Tuesday, March 06, 2012

Sigh and Shrug

Conor had a burst at school today.  (For you newbies, a burst is autism-speak for a raging tantrum. It makes me think of fireworks, which is an apt metaphor.)

Usually, when I get these phone calls, I do one of three things.

Burst into tears and sob uncontrollably.

Sigh, shrug my shoulders and say to myself "what-ever". 
(La-la-la-la, not listening.)

Hold my head while simultaneously repeating my mantra to myself. 
“I can’t believe this is my life.  I can’t believe this is my life. I can’t believe this is my life.” At this point, I also consider starting a really mean heroin habit.

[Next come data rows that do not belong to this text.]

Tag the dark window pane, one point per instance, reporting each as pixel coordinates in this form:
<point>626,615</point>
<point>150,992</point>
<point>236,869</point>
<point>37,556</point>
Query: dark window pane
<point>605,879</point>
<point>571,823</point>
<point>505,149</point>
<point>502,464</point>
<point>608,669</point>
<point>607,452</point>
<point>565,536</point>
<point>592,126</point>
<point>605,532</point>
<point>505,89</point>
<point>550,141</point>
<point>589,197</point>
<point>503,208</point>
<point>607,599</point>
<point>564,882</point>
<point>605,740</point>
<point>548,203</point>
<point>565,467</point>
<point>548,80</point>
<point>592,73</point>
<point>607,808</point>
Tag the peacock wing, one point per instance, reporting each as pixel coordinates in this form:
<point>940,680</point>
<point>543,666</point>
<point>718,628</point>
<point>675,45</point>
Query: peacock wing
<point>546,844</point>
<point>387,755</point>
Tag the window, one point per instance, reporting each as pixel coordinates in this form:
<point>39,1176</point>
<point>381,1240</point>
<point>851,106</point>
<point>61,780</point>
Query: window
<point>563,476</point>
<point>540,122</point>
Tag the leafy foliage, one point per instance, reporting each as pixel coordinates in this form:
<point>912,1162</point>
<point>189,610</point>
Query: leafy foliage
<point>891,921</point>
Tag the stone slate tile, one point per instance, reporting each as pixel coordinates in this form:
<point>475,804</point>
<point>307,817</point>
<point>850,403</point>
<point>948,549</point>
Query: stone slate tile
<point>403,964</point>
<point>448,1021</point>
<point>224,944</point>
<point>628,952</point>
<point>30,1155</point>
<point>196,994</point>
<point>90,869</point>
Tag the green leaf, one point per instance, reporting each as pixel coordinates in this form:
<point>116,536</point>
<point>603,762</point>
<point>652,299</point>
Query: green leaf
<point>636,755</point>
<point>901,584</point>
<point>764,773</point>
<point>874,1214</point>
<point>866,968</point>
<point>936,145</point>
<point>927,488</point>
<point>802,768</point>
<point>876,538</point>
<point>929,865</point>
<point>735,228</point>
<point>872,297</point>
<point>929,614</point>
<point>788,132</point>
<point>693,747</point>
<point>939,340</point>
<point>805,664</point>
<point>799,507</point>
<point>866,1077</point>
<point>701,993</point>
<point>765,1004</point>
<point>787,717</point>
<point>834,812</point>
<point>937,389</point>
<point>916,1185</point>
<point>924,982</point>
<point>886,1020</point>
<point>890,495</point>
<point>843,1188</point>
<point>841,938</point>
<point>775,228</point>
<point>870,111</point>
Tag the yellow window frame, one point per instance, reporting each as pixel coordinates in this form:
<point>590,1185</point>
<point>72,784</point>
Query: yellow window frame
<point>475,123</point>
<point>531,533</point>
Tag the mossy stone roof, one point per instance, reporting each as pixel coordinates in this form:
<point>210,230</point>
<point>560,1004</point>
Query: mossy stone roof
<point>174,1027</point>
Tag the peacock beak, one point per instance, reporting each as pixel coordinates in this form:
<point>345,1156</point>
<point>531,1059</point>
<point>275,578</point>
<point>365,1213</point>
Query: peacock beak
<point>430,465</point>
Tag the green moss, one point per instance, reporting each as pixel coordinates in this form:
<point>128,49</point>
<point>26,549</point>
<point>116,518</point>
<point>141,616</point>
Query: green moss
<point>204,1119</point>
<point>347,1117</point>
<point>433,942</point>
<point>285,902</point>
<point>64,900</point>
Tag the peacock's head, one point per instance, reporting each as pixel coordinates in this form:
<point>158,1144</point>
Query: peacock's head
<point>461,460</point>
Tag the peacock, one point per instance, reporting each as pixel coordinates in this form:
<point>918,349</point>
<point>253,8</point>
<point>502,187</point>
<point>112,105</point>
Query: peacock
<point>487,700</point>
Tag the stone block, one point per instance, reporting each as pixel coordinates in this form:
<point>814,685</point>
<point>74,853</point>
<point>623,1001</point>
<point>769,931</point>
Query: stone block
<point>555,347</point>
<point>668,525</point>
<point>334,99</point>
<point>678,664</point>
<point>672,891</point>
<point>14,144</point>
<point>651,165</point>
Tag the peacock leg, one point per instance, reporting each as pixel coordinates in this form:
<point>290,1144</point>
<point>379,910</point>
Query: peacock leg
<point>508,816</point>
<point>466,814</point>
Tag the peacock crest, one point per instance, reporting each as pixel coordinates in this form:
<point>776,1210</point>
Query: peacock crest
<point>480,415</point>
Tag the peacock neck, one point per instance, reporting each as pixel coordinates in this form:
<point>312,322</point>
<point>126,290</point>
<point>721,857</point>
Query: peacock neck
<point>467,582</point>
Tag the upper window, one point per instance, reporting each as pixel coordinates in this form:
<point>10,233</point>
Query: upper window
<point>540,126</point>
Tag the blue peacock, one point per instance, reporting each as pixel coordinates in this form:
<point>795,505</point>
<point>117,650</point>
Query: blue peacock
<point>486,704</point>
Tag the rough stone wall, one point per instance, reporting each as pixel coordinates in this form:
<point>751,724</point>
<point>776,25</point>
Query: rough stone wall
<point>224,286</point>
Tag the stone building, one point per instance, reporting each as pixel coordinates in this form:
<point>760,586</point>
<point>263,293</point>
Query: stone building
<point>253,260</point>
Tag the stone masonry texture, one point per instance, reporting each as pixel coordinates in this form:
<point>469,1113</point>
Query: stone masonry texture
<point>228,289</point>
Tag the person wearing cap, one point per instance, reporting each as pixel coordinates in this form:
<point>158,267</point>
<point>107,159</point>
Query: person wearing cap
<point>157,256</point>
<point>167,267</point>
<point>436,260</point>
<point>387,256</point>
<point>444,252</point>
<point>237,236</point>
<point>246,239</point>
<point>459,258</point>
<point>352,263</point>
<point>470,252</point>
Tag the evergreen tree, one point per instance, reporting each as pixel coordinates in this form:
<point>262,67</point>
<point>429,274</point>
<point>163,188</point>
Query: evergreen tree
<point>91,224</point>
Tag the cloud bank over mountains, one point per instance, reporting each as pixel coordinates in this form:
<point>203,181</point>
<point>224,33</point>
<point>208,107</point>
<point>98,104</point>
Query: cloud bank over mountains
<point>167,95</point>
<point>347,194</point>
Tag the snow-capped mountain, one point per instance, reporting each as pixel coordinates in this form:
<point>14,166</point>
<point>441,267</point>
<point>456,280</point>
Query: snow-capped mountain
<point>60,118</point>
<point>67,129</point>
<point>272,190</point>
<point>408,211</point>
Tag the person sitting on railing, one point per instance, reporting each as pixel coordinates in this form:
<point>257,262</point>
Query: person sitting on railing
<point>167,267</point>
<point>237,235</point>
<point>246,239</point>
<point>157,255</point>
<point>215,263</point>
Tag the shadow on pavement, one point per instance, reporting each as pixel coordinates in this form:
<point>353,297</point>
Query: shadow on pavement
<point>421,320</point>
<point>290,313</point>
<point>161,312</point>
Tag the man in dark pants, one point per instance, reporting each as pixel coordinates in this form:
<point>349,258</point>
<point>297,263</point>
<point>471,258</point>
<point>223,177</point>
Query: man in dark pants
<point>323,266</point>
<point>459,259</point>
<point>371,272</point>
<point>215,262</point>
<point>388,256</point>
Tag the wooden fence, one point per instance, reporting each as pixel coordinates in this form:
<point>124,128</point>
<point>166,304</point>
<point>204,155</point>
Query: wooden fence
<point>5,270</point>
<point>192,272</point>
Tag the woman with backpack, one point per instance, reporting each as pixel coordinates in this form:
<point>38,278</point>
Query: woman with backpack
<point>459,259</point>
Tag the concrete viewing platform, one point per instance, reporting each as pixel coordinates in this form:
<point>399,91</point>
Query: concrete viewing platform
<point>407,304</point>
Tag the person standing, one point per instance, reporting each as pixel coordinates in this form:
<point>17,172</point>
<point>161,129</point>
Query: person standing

Today was one of those “sigh and shrug” days, most likely because it’s been 25 days since his last tantrum.  (That, and I just finished my period, which means I’m emotionally stable.  For about the next two weeks. LOVE peri-menopause, NOT.  Sorry manly readers.)

Oh, we’ve had major upsets, but he’s been able to hold himself together for a long-ish period of time.

When the school called this afternoon, our case manager filled me in on the details.  It lasted about 30-35 minutes, he didn’t wet his pants this time, and it seemed less severe than usual but he still had to be in the counseling room.  They didn’t know the antecedent (autism-speak for the cause of the behavior), but he did know it started with Conor throwing his lunch box at his 1:1 aid in the gym.

Why you would throw anything at a 6’4” former college basketball player from Baltimore’s East Side that can palm your entire head in one hand is beyond me. But Conor’s not rational about these things.

Typically, we don’t talk with Conor about these things.  It’s best to move on, and not give him undue attention for the bad behavior. Good behavior, sure, we whoop and holler and high-five for that, but not the bad.

I couldn’t help myself, though.  Conor’s not the only one that has trouble following the rules, I guess.

“What made you so upset today, Conor?” I asked him, twisting around in the front seat to look at him when I stopped at a red light. I had picked him up at school.  “Why did you have a tantrum?”

“Conor didn’t want to wait for the basketball,” he replied, looking at me.  “Want Darren to not play basketball.” It’s amazing how good his eye contact can be, when he wants it to.

“You have to learn to share and be patient, Conor,” I said. “You just have to.”